Глава двадцать третья
1
Потрясшие нас события, как я уже говорил, приходят к нам одним разом или цепочкой. Не прошло нескольких дней после похорон Айи, как в моем доме раздался звонок телефона, и Габриэль попросил меня немедленно прийти к нему. Было это, насколько я помню, в пять часов после полудня, и через двадцать минут я был у него.
«Так получилось, – сказал он мне извиняющимся голосом, – что я должен был позвать тебя в неурочное время».
Я видел, что под обычной вежливостью, характерной для него почти в любое время, скрывается глубокое волнение, и потому прервал его протестом:
«Перестаньте, Габриэль! Вы имеет право вызывать меня в любой момент, когда вам это необходимо. Что-то случилось?»
«То, что случилось – уже случилось, – ответил он мне, – теперь мы стоим перед необходимостью, что мне надо исчезнуть отсюда. Поэтому я хочу оставить тебе несколько указаний. Хорошо запоминай то, что я собираюсь тебе сказать».
«Слушаю», – сказал я, и знакомое ощущение сухости во рту и жажды, которое у меня бывает в минуты напряжения, возникло во рту.
«Если я не явлюсь в гимназию в ближайшие дни, – начал он в медленном ритме, ясным языком, как тот, кто диктует, – ты и все остальные должны будете сделать несколько дел».
«Да», – сказал я с трудом, ибо сухость распространилась на весь язык, прилепив его к гортани.
«Я внес оплату за квартиру на следующий месяц, но прошу вас от моего имени сообщить Шульманам и Розенблитам, что моя квартира освободится с первого числа. Поблагодарите их за все, что они для меня сделали». «Да».

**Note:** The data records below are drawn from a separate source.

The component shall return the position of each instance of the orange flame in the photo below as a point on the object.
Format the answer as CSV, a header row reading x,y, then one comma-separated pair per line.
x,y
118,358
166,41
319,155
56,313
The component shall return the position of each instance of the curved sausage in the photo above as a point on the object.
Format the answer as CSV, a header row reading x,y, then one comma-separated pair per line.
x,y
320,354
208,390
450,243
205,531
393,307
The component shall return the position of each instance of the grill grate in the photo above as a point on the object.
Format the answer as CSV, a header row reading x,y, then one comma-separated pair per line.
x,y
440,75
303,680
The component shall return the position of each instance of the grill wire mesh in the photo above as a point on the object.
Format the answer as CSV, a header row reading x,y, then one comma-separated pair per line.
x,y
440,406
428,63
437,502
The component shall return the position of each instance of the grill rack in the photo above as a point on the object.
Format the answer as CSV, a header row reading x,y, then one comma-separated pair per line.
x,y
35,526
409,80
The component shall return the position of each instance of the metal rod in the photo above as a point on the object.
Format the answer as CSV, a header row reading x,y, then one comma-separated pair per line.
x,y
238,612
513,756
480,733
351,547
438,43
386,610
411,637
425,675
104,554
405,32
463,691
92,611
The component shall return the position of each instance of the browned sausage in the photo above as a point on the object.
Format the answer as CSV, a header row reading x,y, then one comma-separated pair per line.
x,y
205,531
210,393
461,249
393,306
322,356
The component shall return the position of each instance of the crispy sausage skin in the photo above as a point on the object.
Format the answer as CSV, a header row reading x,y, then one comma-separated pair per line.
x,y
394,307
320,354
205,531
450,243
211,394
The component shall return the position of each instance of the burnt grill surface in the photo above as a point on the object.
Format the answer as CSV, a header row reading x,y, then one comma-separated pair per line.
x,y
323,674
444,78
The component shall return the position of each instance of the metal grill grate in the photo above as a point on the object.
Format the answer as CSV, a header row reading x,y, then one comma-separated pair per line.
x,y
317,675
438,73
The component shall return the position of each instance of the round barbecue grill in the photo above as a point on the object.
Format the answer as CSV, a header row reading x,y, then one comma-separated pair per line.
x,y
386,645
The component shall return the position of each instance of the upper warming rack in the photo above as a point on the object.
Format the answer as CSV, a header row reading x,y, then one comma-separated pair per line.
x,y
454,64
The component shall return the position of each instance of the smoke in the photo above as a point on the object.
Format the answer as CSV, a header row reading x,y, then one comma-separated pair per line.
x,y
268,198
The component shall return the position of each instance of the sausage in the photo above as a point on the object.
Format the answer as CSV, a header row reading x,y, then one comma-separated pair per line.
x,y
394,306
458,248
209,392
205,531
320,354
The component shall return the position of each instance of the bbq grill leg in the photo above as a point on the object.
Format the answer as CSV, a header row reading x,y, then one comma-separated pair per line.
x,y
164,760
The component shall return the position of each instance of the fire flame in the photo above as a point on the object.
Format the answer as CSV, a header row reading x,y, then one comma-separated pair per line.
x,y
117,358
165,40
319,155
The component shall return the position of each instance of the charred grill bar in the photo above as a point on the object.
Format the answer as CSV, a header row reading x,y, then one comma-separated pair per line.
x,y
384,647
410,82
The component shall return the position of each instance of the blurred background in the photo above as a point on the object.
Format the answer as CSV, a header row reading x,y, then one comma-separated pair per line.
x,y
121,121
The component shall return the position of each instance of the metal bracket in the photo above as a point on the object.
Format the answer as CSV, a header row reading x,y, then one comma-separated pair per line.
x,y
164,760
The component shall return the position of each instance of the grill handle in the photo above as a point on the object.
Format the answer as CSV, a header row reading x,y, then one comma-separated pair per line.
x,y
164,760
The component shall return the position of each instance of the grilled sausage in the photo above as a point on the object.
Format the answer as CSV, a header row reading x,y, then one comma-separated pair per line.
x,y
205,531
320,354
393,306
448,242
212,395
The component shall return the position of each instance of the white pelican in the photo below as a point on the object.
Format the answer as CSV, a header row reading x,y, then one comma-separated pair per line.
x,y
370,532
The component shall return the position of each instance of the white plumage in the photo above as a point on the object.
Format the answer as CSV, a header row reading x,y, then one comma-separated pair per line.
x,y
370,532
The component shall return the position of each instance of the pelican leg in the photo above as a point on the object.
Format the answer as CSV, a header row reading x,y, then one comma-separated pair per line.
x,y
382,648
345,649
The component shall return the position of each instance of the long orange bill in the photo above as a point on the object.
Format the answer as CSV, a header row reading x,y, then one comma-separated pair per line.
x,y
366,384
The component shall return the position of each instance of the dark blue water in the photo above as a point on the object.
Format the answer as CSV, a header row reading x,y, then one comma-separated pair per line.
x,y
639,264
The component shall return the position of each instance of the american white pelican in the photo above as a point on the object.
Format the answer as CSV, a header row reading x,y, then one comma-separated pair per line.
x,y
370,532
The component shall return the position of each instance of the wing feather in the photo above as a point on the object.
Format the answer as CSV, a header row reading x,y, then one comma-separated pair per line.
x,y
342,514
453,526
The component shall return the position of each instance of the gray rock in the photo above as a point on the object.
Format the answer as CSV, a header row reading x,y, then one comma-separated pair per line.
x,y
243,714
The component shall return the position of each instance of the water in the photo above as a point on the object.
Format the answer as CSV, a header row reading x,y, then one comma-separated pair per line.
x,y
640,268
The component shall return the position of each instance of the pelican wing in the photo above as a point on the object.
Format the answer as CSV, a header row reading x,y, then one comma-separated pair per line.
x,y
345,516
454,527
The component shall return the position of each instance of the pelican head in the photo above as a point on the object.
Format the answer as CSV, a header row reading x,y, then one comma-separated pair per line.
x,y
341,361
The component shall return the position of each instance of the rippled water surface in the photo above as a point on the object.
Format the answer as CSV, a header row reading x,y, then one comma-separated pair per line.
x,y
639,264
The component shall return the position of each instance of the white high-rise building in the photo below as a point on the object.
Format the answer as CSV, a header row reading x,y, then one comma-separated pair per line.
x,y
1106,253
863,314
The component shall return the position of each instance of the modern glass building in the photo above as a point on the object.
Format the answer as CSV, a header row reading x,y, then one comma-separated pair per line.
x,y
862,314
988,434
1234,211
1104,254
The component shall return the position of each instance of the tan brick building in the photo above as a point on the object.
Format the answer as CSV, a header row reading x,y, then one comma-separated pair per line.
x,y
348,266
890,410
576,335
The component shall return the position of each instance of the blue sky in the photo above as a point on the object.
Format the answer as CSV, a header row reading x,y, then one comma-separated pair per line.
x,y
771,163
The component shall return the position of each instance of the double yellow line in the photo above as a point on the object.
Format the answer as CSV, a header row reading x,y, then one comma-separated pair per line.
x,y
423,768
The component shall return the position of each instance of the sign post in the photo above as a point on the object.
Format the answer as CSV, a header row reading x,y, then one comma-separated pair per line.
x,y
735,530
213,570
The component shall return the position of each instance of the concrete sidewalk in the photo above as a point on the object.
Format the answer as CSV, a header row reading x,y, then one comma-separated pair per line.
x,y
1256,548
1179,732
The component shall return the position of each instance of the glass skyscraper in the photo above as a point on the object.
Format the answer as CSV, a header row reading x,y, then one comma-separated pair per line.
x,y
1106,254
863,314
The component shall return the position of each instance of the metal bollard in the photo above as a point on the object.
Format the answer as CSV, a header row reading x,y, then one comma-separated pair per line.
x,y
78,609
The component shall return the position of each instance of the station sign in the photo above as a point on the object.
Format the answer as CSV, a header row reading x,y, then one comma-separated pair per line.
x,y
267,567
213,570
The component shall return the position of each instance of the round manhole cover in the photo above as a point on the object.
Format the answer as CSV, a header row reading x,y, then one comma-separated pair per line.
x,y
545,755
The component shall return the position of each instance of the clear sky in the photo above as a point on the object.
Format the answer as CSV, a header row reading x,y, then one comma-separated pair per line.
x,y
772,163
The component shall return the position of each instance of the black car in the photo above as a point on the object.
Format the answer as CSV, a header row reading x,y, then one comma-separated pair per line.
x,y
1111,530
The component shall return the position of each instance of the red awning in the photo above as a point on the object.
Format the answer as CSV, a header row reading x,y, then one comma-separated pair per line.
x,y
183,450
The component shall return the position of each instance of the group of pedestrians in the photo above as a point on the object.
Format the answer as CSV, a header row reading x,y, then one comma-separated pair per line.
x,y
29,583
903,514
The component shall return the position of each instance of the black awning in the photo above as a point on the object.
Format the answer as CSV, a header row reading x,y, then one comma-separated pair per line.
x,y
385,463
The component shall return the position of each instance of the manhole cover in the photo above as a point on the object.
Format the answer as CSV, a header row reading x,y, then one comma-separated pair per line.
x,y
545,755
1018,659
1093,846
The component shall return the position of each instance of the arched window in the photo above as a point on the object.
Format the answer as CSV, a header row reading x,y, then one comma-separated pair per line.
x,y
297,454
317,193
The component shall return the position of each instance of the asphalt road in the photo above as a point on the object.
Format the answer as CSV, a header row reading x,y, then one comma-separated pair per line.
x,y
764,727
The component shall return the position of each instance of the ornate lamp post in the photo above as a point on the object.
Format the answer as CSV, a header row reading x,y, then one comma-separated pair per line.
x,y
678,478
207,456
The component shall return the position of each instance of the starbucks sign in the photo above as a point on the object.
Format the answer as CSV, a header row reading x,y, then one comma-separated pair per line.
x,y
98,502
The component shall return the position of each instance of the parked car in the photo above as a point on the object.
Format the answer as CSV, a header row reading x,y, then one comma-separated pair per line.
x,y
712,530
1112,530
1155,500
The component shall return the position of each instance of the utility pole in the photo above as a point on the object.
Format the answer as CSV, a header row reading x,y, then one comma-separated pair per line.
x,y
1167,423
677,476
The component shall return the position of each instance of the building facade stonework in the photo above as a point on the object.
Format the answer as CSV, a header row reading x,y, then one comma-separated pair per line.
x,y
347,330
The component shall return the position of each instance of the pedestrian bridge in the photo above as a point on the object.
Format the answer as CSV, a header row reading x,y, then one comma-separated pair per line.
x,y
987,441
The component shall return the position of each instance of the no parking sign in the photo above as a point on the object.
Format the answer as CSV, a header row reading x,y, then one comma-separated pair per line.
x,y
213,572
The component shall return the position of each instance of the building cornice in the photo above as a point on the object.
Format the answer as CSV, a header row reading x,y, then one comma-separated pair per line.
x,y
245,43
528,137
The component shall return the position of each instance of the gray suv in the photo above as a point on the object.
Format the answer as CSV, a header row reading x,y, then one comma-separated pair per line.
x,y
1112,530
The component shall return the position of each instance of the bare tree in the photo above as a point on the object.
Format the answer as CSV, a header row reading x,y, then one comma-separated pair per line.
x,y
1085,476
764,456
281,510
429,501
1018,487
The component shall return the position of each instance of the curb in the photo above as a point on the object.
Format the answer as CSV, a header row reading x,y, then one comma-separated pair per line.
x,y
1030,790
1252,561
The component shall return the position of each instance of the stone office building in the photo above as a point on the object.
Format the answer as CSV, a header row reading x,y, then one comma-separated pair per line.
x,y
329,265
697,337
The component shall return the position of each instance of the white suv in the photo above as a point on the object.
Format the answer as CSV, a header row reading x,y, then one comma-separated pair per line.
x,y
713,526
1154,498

«Постарайтесь, как можно раньше, обратиться к доктору Хайнриху и попросить его забрать все мои вещи себе. Сообщите соседям, что доктор должен прийти, чтобы они разрешили ему это сделать».
«Понял».
«До этого вы можете взять все, что захотите, из моей квартиры».
«Нет!» – почти закричал я, ибо это звучало, как завещание идущего на смерть. – Ничего мы не собираемся брать!»
«Не вы берете, – посмотрел он мне прямо в лицо, – а я даю вам. Я хочу, чтобы у вас осталось что-то из моих вещей».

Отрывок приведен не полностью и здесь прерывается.